"Alô! Presidente"
Conheça o "Alô! Presidente", o programa de televisão de Chávez
Jean-Pierre Langellier
Primeiro, há o cenário. Uma austera escrivaninha de madeira, instalada, ao ar livre, na frente da câmera. Sobre o móvel, foram colocados um potinho repleto de lápis e de canetas esferográficas, um copo de água e uma xícara para café; além de fichas cobertas de anotações, mapas, dossiês, livros e de um volume da Constituição. Atrás, como pano de fundo, uma usina.
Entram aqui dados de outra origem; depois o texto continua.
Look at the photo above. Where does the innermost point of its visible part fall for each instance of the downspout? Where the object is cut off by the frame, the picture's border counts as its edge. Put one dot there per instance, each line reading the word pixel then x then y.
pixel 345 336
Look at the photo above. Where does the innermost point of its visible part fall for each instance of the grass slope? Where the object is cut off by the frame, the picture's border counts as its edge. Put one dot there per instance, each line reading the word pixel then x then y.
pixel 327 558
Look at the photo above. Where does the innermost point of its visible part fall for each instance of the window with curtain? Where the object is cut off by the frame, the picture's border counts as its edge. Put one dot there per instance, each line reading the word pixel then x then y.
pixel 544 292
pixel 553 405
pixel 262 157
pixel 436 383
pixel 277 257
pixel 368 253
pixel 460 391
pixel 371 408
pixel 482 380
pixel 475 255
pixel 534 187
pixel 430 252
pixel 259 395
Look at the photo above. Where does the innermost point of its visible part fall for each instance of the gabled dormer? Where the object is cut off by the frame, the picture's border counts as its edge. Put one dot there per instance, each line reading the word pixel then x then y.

Em segundo lugar, há o público. Todas as pessoas presentes estão vestidas de vermelho. Elas foram escolhidas a dedo e estão devidamente identificadas com um crachá. Há algumas centenas de militantes; sentados, eles parecem ser disciplinados, e sempre prontos para aplaudir, em meio a um ambiente descontraído. Alguns operários exibem sobre a cabeça o seu capacete de trabalho. Várias mães de família merecedoras estão aparentemente encantadas por estarem ali. Todas as autoridades locais compareceram em peso; no caso, são aquelas do Estado de Falcon, no nordeste da Venezuela, além de um destacamento de militares de uniforme. Na primeira fileira estão um ou dois ministros, além de visitantes notáveis: o embaixador da China, aquele do "valente povo antiimperialista" do Irã, e ainda a embaixadora da Argentina, que traja uma japona militar.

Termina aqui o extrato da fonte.